溶連菌感染症とはこんな病気
「溶連菌感染症」の病名を、初めて聞くと言われる方も多いでしょう。溶連菌感染症は、A群溶血性連鎖球菌(溶連菌)が、のどに感染して起こる病気です。
5歳から15歳までの子どもに多くみられますが、ときには大人も感染してしまう場合もあります。風邪として見逃されていることも多く、注意が必要です。
症状の多くは咽喉炎や扁桃炎で、のどが赤く腫れて痛みを伴い、高熱が出ます。舌もイチゴのような、ブツブツとした舌になることが多いのです。
また全身にかゆみを伴う赤い発疹が多く出ます。そして発疹が消えた後は、手足の指先から皮がむける場合もあります。
溶連菌の主な治療法は抗生剤の服用
先ほどお話したように、溶連菌感染症は菌が原因の病気です。これには抗生剤の効果が極めて高く、この病気の治療も抗生剤の服用が中心となります。
抗生剤とは、病気の原因となっている菌を直接殺したり増殖を抑制して、感染症を治療する薬です。
溶連菌感染症の治療に有効とされる抗生剤にはいくつかの種類があり、一般的に以下の薬が使用されています。
ペニシリン系抗生剤
溶連菌感染症の治療でまず選択される、最も基本的な治療法です。
主に次の抗生剤が用いられます。
アモキシシリン
これは連鎖球菌・大腸菌・腸球菌・肺炎球菌・変形菌などを死滅させる、ペニシリン系の代表的な抗生物質です。
細菌が原因のいろいろな病気に用います。
カプセルや錠剤、細粒など、色々な種類が揃っており、からだの状態に合わせて選べます。

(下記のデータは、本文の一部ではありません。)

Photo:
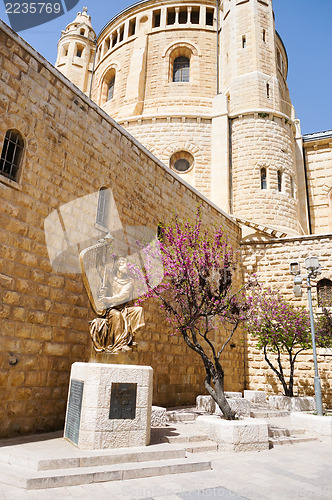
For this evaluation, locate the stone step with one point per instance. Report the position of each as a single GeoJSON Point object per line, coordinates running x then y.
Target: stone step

また、子供向けにはドライシロップも用意されています。
以下は、アモキシシリンの主な製品名の例です。
・アモキシシリン(東和薬品・辰巳化学)
・サワシリン(アステラス)
・パセトシン(協和発酵)
・ワイドシリン(明治製菓)
平均的な用法・用量は次の通りです。
・成人…通常1日250㎎を、3~4回に分けて服用します。
・小児…通常1日20~40㎎/㎏を3~4回に分けて服用します。
(なお、小児用ドライシロップは48.2mg/kgを12時間ごとで、食事直前の2回服用です)
服用期間は10日間です。
ところで人によって、ペニシリンが重篤なアレルギー症状を引き起こす場合があります。
ペニシリン・ショックといわれる症状には、次のような例があります。
・蕁麻疹
・低血圧
・目のかゆみ
・気管支喘息
・アナフィラキシー・ショック(急激な血圧降下・呼吸困難・意識不明)
ペニシリンでアレルギー症状を起こしたことのある方は、必ず医師に告げて下さい。
セフェム系抗生剤
ペニシリン系抗生剤に、アレルギーがある方の場合に使用されます。
主に、次の抗生剤が用いられます。
メイアクト、フロモックス
これらは、抗生剤の服用によってアレルギー症状を起こす可能性が、ペニシリン系に比べて低く、副作用も少ない抗生剤です。
大人用の錠剤と、小児用には顆粒があります。
平均的な用法・用量は次の通りです。
・成人…通常1回1錠(100㎎)を、1日3回食後に服用します。
・小児用顆粒…小児は1回に体重1kgあたり0.03gを1日3回食後に服用します。
(嚥下困難などで錠剤が服用できない成人は、1回1gを1日3回食後に服用します)
服用期間はメイアクトで10日間、フロモックスで5~10日間です。
マクロライド系抗生剤
ペニシリン系にもセフェム系にもアレルギーがある方の場合に使用されます。
主に次の抗生剤が用いられます。
ジスロマック、クラリス
副作用が少なく使いやすい反面、耐性のある菌も多いのが問題です。
平均的な用法・用量は次の通りです。
・ジスロマック…通常、成人には1日500㎎を1回服用します。
・クラリス…通常、成人には1日400㎎を2回に分けて服用します。
(小児の場合は、医師の指示に従って服用)
服用期間はジスロマックで3日間、クラリスで10日間です。
抗生剤を使用する際の注意点
抗生剤を服用すると、服用後2~3日で症状がかなり緩和されるため、体が楽になりそこで服用をやめる人も多いです。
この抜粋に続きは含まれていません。